Jegliche Autorität in Sexualfragen verloren

Jegliche Autorität, besonders auch bei jungen Leuten, hat die Kirchenführung in der Frage der Sexualität verloren. Daß die Bischofskonferenz kein Wort zu dieser Frage und auch zur Problematik der wiederverheirateten Geschiedenen verloren hat, ist vielleicht besser als jede zu erwartende Stellungnahme.
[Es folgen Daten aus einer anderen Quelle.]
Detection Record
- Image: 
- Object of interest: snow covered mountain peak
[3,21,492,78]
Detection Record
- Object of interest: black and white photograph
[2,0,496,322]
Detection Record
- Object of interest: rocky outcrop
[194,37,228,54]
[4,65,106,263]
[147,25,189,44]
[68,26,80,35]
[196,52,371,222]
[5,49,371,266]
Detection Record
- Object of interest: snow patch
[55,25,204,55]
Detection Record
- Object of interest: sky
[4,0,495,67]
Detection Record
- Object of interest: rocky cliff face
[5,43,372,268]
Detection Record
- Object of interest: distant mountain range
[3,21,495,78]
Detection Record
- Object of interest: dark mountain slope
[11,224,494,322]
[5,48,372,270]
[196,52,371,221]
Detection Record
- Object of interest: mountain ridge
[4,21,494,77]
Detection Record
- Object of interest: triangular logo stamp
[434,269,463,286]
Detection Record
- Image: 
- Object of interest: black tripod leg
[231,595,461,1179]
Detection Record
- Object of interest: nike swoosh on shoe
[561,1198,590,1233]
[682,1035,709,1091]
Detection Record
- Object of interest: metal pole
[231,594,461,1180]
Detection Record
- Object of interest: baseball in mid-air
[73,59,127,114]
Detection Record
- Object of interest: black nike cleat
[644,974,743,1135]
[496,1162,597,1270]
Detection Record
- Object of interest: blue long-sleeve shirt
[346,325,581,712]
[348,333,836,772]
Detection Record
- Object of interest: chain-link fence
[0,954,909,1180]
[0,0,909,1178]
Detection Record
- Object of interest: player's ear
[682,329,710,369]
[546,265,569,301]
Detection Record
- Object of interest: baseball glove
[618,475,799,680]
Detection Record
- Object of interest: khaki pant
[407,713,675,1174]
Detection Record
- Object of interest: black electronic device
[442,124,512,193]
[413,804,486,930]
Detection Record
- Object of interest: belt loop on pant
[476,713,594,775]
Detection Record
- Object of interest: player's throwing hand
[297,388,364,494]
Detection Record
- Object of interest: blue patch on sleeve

Ein mehrjähriges Bußschweigen der Kirchenführung zu Fragen der Sexualität wäre angebracht.

Wenn die „hingestreckte Hand” -die ich nur schwer erkennen kann -bedeuten soll, geht mit uns weiter und vergeßt die Dummheiten die ihr da angestellt habt und beten wir die Probleme in Mariazell unter den Kirchenteppich, dann werden viele resignieren, vielleicht sogar aus der Kirche austreten (was nichts mit Glaubensabfall zu tun hat, sondern es kann sogar ein Akt des Glaubens sein, dieser Kirche den Rücken zu kehren). Andere und hoffentlich die meisten werden im Bewußtsein wir sind das Volk Gottes weitergehen auf dem Weg des Glaubens, der Hoffnung und der Liebe, wenn es sein muß auch ohne Bischöfe.